The picture goes live.

She turns to me, placing her fingers to her lips. “What have I done?”

I sit up and try to kiss her frown upside down through her fingers. I’m not successful.

Juliette

I STARE AT OUR POSTED PICTURE, willing someone to Like us. No one does, which is what I get for not being likable. Social media is all about reciprocity—I’ll Like your newborn baby with the misshapen head if you Like this depressing picture I just scanned of my unsmiling great-great-grandparents, etc.—and that’s not a back-and-forth I felt capable of participating in until about twenty-four hours ago, when Abram first kissed away some of the grouchy fug from my face.

It’s been at least ten seconds and the picture is already plummeting down people’s newsfeeds.

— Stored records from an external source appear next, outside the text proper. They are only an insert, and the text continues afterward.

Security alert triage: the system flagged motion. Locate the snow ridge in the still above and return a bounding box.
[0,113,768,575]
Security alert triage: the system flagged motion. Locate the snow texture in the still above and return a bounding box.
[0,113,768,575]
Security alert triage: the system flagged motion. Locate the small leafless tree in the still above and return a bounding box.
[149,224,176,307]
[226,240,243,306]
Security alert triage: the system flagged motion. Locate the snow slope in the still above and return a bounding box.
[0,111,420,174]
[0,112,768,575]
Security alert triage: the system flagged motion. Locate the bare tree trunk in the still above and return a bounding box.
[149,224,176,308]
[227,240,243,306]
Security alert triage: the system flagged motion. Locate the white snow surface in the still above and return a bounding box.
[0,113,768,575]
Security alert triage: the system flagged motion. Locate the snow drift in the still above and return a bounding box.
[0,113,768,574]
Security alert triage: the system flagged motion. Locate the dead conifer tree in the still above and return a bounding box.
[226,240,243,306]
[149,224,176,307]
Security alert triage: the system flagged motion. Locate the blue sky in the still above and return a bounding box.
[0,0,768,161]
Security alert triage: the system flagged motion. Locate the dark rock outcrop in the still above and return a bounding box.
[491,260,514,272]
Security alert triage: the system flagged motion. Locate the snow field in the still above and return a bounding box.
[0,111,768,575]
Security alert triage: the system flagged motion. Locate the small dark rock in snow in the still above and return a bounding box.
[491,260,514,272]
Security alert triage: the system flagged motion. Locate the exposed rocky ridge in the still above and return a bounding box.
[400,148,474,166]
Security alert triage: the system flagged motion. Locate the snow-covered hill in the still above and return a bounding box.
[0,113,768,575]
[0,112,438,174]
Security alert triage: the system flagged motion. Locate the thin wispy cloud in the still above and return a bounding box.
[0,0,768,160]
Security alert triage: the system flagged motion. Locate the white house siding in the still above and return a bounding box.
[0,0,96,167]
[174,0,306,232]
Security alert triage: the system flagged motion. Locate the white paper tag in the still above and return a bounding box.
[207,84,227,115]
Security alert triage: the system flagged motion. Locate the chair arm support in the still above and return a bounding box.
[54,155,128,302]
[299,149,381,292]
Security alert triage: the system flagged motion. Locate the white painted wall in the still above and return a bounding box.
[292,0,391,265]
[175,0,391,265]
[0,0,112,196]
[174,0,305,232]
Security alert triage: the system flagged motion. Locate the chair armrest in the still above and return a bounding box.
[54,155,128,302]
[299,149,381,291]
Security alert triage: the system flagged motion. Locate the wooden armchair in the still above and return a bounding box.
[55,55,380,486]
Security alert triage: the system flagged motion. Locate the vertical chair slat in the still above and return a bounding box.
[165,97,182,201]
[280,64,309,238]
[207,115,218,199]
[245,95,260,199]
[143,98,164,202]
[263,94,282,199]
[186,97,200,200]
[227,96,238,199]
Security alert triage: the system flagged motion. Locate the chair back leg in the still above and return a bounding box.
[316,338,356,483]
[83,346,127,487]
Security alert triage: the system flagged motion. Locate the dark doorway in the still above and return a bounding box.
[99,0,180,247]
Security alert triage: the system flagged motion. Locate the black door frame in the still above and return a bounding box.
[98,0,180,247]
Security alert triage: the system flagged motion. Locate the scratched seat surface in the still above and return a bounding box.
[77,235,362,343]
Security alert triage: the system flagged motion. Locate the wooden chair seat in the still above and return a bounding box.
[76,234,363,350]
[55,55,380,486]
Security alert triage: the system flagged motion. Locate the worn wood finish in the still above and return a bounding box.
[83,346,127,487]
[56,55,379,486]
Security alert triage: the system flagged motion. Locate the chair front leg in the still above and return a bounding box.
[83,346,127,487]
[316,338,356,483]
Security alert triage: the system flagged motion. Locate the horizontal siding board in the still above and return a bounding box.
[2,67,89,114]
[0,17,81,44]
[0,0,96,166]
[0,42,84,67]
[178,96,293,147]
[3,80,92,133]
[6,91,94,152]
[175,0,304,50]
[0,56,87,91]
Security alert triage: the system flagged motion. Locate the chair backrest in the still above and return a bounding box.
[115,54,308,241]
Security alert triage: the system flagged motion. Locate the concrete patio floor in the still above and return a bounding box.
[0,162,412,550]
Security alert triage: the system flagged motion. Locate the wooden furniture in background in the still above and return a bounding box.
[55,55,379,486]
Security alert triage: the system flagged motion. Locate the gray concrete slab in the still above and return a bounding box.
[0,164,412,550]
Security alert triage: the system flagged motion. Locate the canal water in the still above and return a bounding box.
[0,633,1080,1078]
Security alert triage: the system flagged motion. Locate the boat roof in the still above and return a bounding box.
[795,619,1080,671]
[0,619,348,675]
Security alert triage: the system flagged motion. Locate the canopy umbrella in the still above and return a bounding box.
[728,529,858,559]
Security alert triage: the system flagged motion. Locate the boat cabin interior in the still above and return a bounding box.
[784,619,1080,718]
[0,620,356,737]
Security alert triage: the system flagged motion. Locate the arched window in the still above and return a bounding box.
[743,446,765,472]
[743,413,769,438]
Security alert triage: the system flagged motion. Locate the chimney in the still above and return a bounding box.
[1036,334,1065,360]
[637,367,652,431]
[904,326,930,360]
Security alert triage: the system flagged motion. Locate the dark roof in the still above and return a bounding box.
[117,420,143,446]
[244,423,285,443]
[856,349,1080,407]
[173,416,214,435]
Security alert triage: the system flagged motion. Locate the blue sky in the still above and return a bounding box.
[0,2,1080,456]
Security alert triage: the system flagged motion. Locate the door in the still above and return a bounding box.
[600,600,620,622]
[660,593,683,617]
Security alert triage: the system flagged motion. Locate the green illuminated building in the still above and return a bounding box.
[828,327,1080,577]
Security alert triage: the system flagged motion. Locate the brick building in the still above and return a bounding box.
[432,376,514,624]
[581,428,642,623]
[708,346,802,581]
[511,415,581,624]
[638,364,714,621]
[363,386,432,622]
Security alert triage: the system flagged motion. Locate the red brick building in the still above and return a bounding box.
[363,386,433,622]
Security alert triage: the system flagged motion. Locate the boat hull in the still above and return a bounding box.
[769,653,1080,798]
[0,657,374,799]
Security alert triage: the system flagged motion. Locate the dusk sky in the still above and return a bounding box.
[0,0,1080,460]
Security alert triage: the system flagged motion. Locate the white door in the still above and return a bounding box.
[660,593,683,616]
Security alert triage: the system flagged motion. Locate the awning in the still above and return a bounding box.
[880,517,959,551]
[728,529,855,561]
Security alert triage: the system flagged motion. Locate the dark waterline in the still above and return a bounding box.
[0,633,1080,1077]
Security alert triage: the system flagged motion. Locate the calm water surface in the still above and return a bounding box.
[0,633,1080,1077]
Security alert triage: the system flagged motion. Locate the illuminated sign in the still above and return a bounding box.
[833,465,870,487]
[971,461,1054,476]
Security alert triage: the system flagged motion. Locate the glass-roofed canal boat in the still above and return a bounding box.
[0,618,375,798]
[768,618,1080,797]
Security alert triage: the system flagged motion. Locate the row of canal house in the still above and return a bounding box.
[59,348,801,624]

I’ll give it thirty more seconds before I gladly pay Facebook ten dollars to promote it back up to the top. I tag Abram, hoping to bottom-feed a few Likes from his four-digit Friend count, and then check my e-mail to see if my dad’s written me back. I never finished my apology e-mail to him; got us a family subscription to Lumosity, the unnecessary brain-training website, and forwarded the notification along with a weird smiley face and a few warnings about not starting until his book is finished.

Huge relief to see his name back in my inbox where it belongs; his e-mail says the book is flowing and his brain is suddenly feeling much more flexible, even without the neuroscientific training he’s now moderately addicted to. I’m proud of you, Dad, I type in response. Am I allowed to say this as his child? Have I ever cared about such boundaries? Send. Facebook no longer seems Like-or-Death.

But I still want to check our Like count one more time … click. Seven people have Liked it, including Heidi, who also commented: If only I’d been there in the background photo-bombing you!!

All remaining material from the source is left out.